(From Lang $SL_2$) Orthonormal bases for $L^2 (X \times Y)$

Question

Lang $SL_2$ p. 13 :Let $\{\phi_i\}$, $\{\psi_i\}$ be orthonormal bases for $L^2(X)$ and $L^2(Y)$ respectively. Let $$\theta_{ij}(x,y) = \phi_i(x)\psi_i(y).$$ Then $\{\theta_{ij}\}$ is an orthonormal basis for $L^2(X \times Y)$. To see this, it is first clear that the $\theta_{ij}$ are of norm 1, and mutually orthogonal. Let $g \in \mathcal L^2(X \times Y)$ be perpendicular to all $\{\theta_{ij}\}$. Then $$\int_X\phi_i(x)dx\int_Y\psi_j(y)g(x,y)dy=0(*)$$ for all $i,j$. Hence $$x \mapsto\int_Y\psi_j(y)g(x,y)dy$$ is zero except for $x$ in a null set $S$ in $X$. If $x \notin S$, then for almost all $y$, we have $g(x,y) = 0$

Questions:

I assume that in ($*$) a double integral is meant, i.e. the integral over $Y$ should be inside the integral over $X$.

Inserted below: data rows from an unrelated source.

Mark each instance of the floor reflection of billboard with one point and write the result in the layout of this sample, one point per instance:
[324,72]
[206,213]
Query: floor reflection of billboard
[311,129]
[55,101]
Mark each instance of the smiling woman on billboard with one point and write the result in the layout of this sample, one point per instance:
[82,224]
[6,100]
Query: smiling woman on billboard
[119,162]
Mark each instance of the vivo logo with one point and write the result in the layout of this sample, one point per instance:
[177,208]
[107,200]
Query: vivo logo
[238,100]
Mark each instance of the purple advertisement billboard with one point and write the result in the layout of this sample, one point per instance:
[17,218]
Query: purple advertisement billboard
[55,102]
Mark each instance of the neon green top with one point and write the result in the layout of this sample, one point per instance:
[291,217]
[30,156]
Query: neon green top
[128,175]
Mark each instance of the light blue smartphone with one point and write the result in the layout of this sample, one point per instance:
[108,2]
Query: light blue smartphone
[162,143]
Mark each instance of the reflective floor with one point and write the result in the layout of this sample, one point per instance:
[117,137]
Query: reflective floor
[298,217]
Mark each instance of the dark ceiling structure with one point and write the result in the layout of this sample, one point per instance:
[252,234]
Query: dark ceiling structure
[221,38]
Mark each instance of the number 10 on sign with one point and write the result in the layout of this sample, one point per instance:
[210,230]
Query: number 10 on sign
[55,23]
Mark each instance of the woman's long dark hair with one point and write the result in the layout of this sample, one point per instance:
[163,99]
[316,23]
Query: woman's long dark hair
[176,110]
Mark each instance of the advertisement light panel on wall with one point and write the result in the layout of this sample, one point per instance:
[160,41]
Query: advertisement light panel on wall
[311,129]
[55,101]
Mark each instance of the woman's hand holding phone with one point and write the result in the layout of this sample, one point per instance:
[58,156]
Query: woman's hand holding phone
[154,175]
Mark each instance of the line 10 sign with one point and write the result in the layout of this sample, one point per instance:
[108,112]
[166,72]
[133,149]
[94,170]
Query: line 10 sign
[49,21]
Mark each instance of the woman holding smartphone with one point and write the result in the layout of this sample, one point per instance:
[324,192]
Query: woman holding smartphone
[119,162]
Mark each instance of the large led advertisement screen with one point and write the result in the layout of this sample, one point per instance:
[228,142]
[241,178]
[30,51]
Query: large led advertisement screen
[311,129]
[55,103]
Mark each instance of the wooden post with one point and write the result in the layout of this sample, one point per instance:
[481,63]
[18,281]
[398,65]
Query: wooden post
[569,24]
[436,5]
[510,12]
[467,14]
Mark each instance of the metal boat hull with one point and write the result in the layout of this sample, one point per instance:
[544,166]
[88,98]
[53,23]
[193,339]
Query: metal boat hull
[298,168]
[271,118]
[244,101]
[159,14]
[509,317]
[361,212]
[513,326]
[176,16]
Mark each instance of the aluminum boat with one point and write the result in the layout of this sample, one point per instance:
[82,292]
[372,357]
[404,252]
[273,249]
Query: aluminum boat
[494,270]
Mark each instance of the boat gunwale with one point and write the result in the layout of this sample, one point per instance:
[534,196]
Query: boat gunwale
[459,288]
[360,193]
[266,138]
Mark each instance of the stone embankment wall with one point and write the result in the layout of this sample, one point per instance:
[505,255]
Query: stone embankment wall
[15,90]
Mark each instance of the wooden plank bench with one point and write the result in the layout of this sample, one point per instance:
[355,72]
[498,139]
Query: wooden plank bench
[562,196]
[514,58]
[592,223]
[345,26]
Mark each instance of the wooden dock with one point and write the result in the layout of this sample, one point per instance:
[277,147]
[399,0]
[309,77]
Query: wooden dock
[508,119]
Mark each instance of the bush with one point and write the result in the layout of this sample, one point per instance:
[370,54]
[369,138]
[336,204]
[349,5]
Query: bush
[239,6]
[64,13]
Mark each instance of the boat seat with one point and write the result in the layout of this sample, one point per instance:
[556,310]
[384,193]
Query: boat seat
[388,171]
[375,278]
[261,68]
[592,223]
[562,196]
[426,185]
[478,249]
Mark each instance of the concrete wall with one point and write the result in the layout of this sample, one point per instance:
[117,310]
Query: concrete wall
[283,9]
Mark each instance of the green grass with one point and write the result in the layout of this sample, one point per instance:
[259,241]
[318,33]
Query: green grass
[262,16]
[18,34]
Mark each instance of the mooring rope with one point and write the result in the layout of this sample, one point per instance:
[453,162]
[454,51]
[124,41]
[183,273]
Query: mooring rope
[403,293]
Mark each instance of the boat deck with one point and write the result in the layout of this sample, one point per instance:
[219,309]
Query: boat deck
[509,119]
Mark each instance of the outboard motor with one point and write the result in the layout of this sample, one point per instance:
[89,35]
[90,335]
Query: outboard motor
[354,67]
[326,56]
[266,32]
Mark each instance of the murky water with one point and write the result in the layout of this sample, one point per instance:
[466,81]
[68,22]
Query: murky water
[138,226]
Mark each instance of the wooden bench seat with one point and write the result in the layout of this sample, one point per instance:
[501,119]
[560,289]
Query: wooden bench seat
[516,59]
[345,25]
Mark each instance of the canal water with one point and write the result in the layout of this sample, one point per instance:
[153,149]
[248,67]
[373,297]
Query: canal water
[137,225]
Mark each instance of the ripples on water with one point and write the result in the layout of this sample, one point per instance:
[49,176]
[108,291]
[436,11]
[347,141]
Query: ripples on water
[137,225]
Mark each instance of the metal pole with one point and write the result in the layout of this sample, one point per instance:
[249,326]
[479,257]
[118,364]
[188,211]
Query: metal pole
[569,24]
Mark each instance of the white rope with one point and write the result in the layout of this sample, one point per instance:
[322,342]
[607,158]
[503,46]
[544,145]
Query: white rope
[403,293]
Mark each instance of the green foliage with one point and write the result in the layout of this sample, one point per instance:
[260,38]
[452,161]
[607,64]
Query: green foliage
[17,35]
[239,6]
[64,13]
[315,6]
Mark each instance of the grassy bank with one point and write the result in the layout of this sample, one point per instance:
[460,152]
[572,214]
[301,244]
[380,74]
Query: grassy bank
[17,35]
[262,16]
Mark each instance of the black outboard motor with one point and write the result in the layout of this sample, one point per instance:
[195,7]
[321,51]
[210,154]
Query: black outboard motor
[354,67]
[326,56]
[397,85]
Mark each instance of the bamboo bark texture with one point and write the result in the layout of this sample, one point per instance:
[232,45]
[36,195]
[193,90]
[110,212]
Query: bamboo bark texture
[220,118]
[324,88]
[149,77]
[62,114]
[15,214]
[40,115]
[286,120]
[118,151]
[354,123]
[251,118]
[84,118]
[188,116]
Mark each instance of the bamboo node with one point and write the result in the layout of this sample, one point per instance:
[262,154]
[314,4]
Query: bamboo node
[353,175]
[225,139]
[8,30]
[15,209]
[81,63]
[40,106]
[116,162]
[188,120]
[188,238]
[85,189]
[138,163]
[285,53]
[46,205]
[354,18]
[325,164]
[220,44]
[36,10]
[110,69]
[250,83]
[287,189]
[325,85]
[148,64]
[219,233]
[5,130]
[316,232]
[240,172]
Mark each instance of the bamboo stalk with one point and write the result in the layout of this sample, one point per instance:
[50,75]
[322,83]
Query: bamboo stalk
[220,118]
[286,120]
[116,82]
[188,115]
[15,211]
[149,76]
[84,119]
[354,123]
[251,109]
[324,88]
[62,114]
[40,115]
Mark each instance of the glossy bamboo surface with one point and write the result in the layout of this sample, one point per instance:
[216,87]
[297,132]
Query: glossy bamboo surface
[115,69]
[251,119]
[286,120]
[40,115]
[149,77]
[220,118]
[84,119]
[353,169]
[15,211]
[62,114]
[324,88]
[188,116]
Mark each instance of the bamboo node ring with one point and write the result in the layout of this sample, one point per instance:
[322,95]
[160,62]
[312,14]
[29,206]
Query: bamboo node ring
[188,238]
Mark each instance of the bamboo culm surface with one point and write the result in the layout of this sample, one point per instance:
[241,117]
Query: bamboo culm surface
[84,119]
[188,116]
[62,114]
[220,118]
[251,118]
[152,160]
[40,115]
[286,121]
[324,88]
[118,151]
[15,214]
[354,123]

1) It is not clear to me how to get from ($*$) to the conclusion that the above map is zero for almost all y, and similarly from this to the fact that $g(x,y)$ is zero for almost all y. This would of course follow if the orthonormal basis were positive, which is not always the case since sines and cosines form an orthonormal basis for $L^2[0,1]$.

2) In the next page, Lang considers an orthonormal basis for $L^2(X \times X)$. He ascertains that it is {$\phi_i\otimes\bar\phi_j$}. Why do we have to take conjugate on the second element in $L^2(X \times X)$ but not in $L^2(X \times Y)$?

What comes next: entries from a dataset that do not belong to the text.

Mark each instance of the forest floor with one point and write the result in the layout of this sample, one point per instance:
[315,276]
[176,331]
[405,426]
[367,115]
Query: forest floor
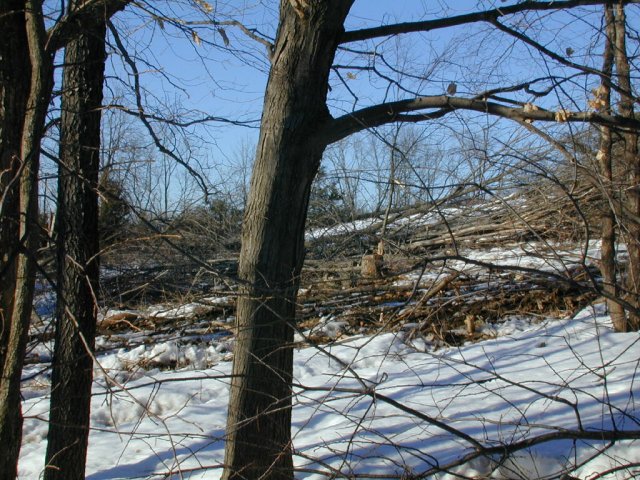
[501,343]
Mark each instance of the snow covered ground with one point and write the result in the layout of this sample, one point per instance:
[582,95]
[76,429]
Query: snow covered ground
[376,406]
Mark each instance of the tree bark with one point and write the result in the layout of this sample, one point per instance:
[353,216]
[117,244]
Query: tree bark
[77,255]
[26,93]
[608,262]
[14,92]
[287,159]
[631,167]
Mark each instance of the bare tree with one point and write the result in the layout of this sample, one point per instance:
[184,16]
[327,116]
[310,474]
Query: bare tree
[28,50]
[77,254]
[296,128]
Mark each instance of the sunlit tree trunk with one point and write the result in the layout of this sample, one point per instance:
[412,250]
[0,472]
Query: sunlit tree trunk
[287,159]
[608,262]
[77,255]
[631,167]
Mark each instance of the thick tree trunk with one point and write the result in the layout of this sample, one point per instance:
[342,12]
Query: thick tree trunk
[24,111]
[77,255]
[608,263]
[631,167]
[287,159]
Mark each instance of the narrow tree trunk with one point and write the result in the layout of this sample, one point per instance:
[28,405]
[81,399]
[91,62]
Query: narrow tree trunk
[631,163]
[26,107]
[259,422]
[77,255]
[608,250]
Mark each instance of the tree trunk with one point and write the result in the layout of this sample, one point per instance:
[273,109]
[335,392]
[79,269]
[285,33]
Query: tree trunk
[608,263]
[631,167]
[26,92]
[287,159]
[77,255]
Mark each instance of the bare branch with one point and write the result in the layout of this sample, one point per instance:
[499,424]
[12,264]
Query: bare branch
[390,112]
[484,16]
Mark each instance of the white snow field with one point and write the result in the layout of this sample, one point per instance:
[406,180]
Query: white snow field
[378,407]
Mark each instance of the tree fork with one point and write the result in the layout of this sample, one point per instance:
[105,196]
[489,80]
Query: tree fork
[287,159]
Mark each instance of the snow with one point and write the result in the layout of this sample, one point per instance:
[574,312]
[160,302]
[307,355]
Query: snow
[370,404]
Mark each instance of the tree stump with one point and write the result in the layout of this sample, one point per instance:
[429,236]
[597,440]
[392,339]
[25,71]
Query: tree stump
[371,266]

3) Does anyone know what is the difference between $L^2$ and $\mathcal L^2$?

Answer 1

1. Equation (*) says $\left<\phi_i,h_j\right>=0$ for all $i,j$, where $h_j$ is the function $x \mapsto\int_Y\psi_j(y)g(x,y)dy$. Since the $\phi_i$ form an orthonormal basis, it follows that (for each $j$) $h_j=0$ in $L^2$, i.e. is zero almost everywhere. Similarly, $0=h_j(x)=\left<\psi_j,g(x,-)\right>$ implies $g(x,-)$ is zero a.e.
2. We don't have to, but is convenient in the context of integral operators. Recall in general that for a Hilbert space $H$ we identify $H$ with the conjugate dual, so there is an isomorphism $H\otimes \overline{H}\to B_{fin}(H)$ between the algebraic tensor product and finite-rank operators. Completing in the appropriate norm gives the isomorphism $H\widehat{\otimes} \overline{H}\to B_{h.s.}(H)$ between the Hilbert space tensor product and Hilbert-Schmidt operators. Applied to $H=L^2(X)$, and composing with the canonical map $L^2(X)\otimes \overline{L^2(X)}\to L^2(X\times X)$ given by $f\otimes g\mapsto k_{f,g}:=[(x,y)\mapsto f(x)\overline{g(y)}]$ (which we just proved to be a unitary isomorphism), we get the isomorphism $L^2(X\times X)\to B(L^2(X))$ given by $k_{f,g}\mapsto \left<-|g\right> f.$ This is the usual identification between bounded operators on $L^2$ and Hilbert-Schmidt operators.
3. I think $L^2=\mathcal{L}^2/\sim$ where $f\sim g$ iff $f=g$ almost everywhere. Thus Lang carefully distinguishes between functions and equivalence classes of functions.

Answer 2

I think the reason $*$ implies the inside integral is $0$ for almost all $x$, and if $x$ is not in the null set $S$, then for almost all $y$ you have $g(x,y)=0$. To see it suppose you have $g(x,y)>0$ for some positive measure subset $K$ in $X\times Y$. Then by definition of product measure $K$'s projection onto $X$ and $Y$ should be sets of positive measure as well. Otherwise $m^{*}(K)=0$ contradicts our hypothesis. So you can find some functions $\phi_{i}$ such that $\sum k_{i}\phi_{i}\rightarrow \chi_{\pi_{x}(K)}$, and similarly $\sum h_{j}\psi_{j}\rightarrow \chi_{\pi_{y}(K)}$. Now we have $$\int_{Y}\psi_{j}(y)g(x,y)dy=0$$for almost all $x$. Adding up we have $$\int_{Y}h_{j}\psi_{j}g(x,y)dy=0\leftrightarrow \int_{\pi_{y}(K)}g(x,y)dy=0,\forall x\in X a.e$$ But we assumed $g(x,y)$ to be strictly positive on $K$ and $m^{*}(\pi_{y}(K))>0$. So for almost all $y$ we must conclude $g(x,y)=0$ regardless of $\psi,\phi$'s values.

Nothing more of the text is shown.